Es muy sorprendente que se quiera ahora limitar la sorpresa por el terrible varapalo que el auto del Tribunal Supremo propinó a los denunciantes y a las tesis de la Fiscalía Anticorrupción. Una de las evidencias de los intereses políticos, profesionales y editoriales que burbujean en la creación del caso grúas es que sus actores hayan recibido el auto del Supremo como una nadería insignificante. No tienen reparos en señalar que el Supremo, por supuesto, se equivoca, como lo hizo el juzgado de instrucción de La Laguna. En cambio, la Audiencia Provincial tenía razón, porque les favorecía procesalmente. Todo esto es vergonzosamente pueril, es una tontería menesterosa, es una majadería irrelevante, pero no hay que olvidar que quienes las sostienen son políticos y abogados (y algún político jugando a abogado afectando posturitas ciceronianas). Por supuesto que los autos y sentencias judiciales son opinables: faltaría más. Pero no es escuchan críticas técnicas, sino se insinúa un descuido sistemático de la sala, una torpeza garrafal del ponente o una negligencia indiferente de los magistrados, todo lo cual está a un paso de la deslegitimación de los magistrados que, sin ningún voto particular, suscribieron el auto de archivo. Los denunciantes (políticos y abogados) no están actuando como agentes responsables del sistema institucional del que forman parte, quizás porque consideran que sus nobles intereses están por encima del mismo. Se lo he escuchado mascullar a muchos políticos en los últimos años: vale la pena forzar las cosas si el resultado final es positivo. Vale la pena, por ejemplo, mantener contra viento y marea una acusación convertida en una causa general contra un partido, en esta hipótesis Coalición Canaria, alimentando una escandalera interminable de mentiras, medias verdades, ficciones, amenazas, profecías, burlas y groserías, aunque finalmente solo se consiga el ruido. El ruido, a veces, es suficiente. La política se alimenta así del descrédito de la política, como esos zombis caricaturales que se comen su propio píe. Un banquete que dura un suspiro pero que deja el ambiente irrespirable. Se olvidan lo que señaló hace mucho Albert Camus: en la política democrática (y decente) son los medios los que justifican el fin.

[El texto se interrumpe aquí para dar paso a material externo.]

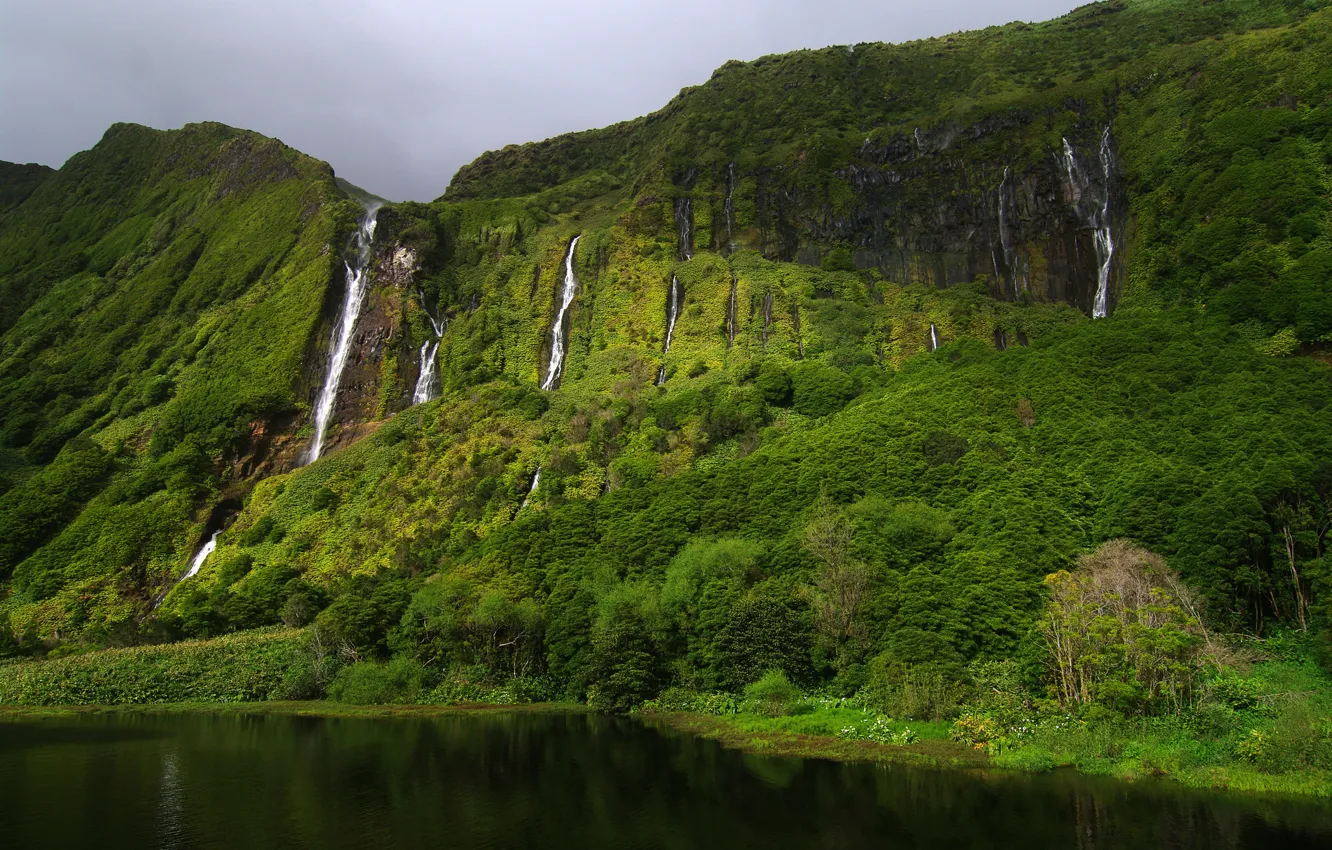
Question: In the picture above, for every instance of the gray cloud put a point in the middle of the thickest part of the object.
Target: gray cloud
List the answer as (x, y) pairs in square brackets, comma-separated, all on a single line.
[(398, 93)]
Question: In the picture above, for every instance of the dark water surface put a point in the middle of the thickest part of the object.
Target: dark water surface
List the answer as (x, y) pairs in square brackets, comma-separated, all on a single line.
[(556, 781)]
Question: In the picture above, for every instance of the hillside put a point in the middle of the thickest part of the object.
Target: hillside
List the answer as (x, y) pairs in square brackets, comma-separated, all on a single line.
[(967, 308)]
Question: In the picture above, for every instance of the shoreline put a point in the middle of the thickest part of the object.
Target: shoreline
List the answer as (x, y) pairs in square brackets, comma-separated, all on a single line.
[(929, 753), (313, 708), (926, 753)]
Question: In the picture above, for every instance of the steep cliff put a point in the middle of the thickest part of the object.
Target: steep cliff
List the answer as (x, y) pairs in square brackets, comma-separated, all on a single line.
[(974, 289)]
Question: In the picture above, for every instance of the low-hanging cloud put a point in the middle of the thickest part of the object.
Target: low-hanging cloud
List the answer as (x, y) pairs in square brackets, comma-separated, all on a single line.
[(398, 93)]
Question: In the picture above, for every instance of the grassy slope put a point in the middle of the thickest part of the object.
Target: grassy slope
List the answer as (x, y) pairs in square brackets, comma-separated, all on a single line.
[(161, 292), (969, 474)]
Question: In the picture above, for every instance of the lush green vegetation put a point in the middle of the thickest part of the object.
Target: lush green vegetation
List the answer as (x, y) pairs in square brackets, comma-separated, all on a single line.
[(240, 668), (815, 522)]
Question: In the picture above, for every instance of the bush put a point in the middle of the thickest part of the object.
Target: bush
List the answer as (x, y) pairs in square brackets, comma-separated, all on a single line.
[(690, 702), (773, 694), (975, 730), (397, 682), (240, 668)]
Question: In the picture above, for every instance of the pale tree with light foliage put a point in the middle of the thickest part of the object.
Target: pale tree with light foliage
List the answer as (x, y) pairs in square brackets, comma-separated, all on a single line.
[(1123, 630)]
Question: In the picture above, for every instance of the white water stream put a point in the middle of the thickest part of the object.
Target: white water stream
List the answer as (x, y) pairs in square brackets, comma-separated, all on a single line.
[(557, 332), (428, 383), (357, 284), (670, 324)]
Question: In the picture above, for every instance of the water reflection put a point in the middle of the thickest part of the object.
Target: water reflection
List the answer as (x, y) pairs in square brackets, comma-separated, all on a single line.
[(548, 781)]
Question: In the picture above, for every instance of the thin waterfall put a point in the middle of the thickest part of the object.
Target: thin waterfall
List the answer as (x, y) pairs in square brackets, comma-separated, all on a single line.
[(557, 333), (730, 313), (536, 481), (201, 556), (357, 284), (767, 316), (1095, 215), (685, 225), (795, 327), (1071, 165), (195, 565), (1104, 239), (671, 315), (1003, 225), (730, 208), (428, 383)]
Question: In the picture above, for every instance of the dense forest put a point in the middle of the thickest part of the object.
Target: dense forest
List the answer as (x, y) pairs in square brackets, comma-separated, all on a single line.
[(981, 379)]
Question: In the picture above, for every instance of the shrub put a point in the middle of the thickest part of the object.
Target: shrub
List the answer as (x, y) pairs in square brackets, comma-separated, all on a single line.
[(240, 668), (773, 694), (975, 730), (396, 682), (690, 702)]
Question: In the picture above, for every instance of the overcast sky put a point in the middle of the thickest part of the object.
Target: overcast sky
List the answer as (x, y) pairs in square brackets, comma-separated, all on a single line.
[(398, 93)]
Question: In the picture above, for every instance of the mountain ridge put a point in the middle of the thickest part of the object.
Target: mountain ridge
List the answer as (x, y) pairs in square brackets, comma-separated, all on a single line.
[(815, 305)]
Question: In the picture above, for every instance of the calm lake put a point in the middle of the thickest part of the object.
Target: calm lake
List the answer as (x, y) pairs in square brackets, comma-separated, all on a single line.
[(557, 781)]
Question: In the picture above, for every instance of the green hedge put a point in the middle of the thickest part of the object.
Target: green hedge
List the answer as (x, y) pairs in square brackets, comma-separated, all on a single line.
[(239, 668)]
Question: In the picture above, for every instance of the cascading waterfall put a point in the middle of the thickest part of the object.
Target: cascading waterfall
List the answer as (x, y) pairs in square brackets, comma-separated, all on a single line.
[(795, 327), (730, 208), (1098, 217), (536, 481), (1104, 239), (730, 313), (557, 332), (357, 284), (685, 224), (1071, 165), (767, 316), (201, 556), (1003, 228), (671, 315), (428, 383)]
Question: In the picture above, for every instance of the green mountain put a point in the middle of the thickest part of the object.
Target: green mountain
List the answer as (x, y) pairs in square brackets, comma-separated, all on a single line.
[(862, 345)]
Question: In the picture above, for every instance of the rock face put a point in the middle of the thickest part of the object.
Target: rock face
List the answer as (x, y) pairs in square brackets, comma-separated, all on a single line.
[(942, 208), (381, 368)]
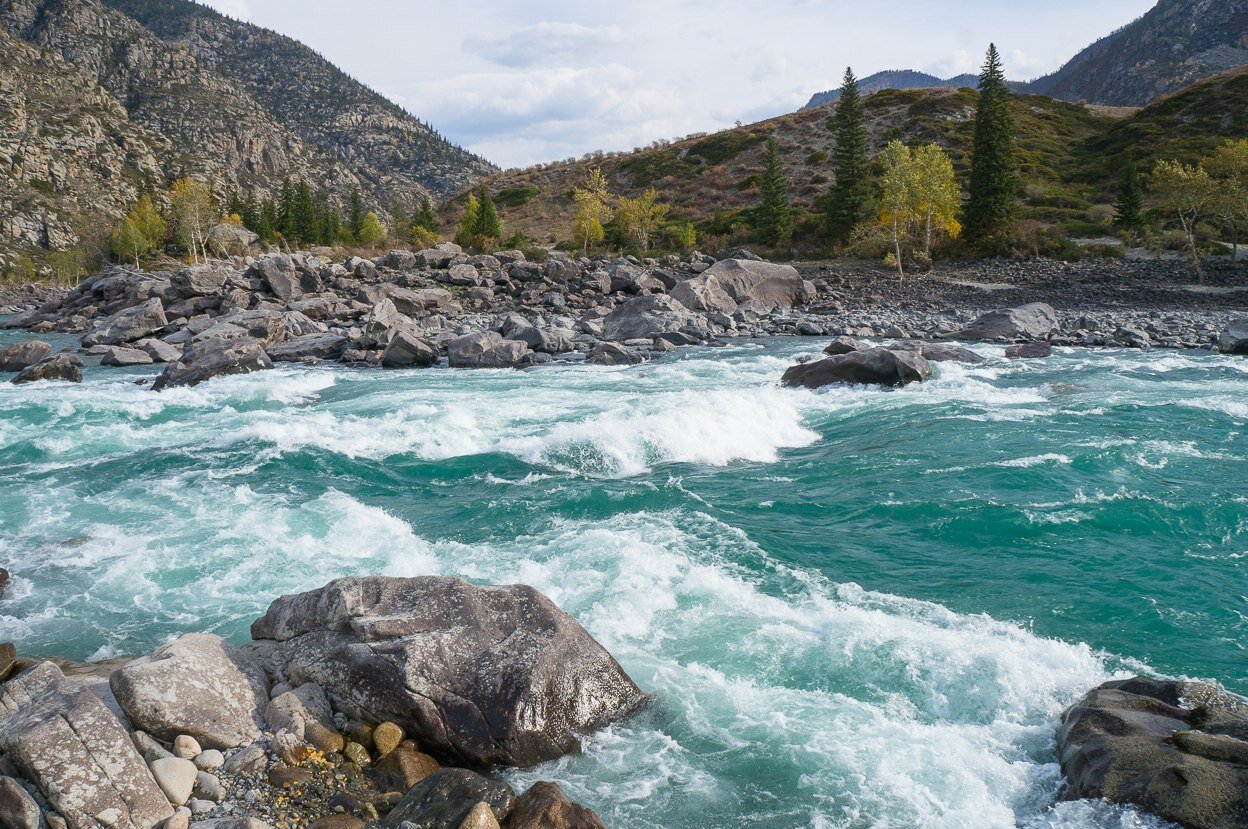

Hay preguntas intranquilizadoras. Si la Fiscalía no actuara en defensa de la legalidad, ¿quién nos tutelaría a nosotros, los ciudadanos? Si el Ministerio Fiscal no ejercitara sus funciones invariablemente de forma leal, transparente y neutral, ¿quién podría sentirse totalmente a salvo? En efecto. Solo los muy ricos y los muy poderosos. Por eso mismo no es baladí el auto del Tribunal Supremo que se conoció la pasada semana, como no es poca cosa que la Fiscalía Anticorrupción presentara en marzo un escrito con nuevas acusaciones contra Clavijo y su sucesor en la Alcaldía de La Laguna. En las últimas décadas -pero en especial es los últimos años- el deterioro de la neutralidad de unas instituciones patrimonializadas por los partidos en el poder ha debilitado el régimen democrático y la separación de poderes. Dolores Delgado dimitió como ministra de Justicia para, muy pocas semanas después, ser nombrada Fiscal General del Estado. Alguno de los denunciantes del caso grúas llegó a afirmar, sin que se le cayeran los palos del sombrajo, que estaría muy atento al presidente del Tribunal Superior de Justicia de Canarias. Tal vez sería razonable, democrática y moralmente razonable, prestar una atención igual de respetuosa, precisa e irreprochable a los denunciadores.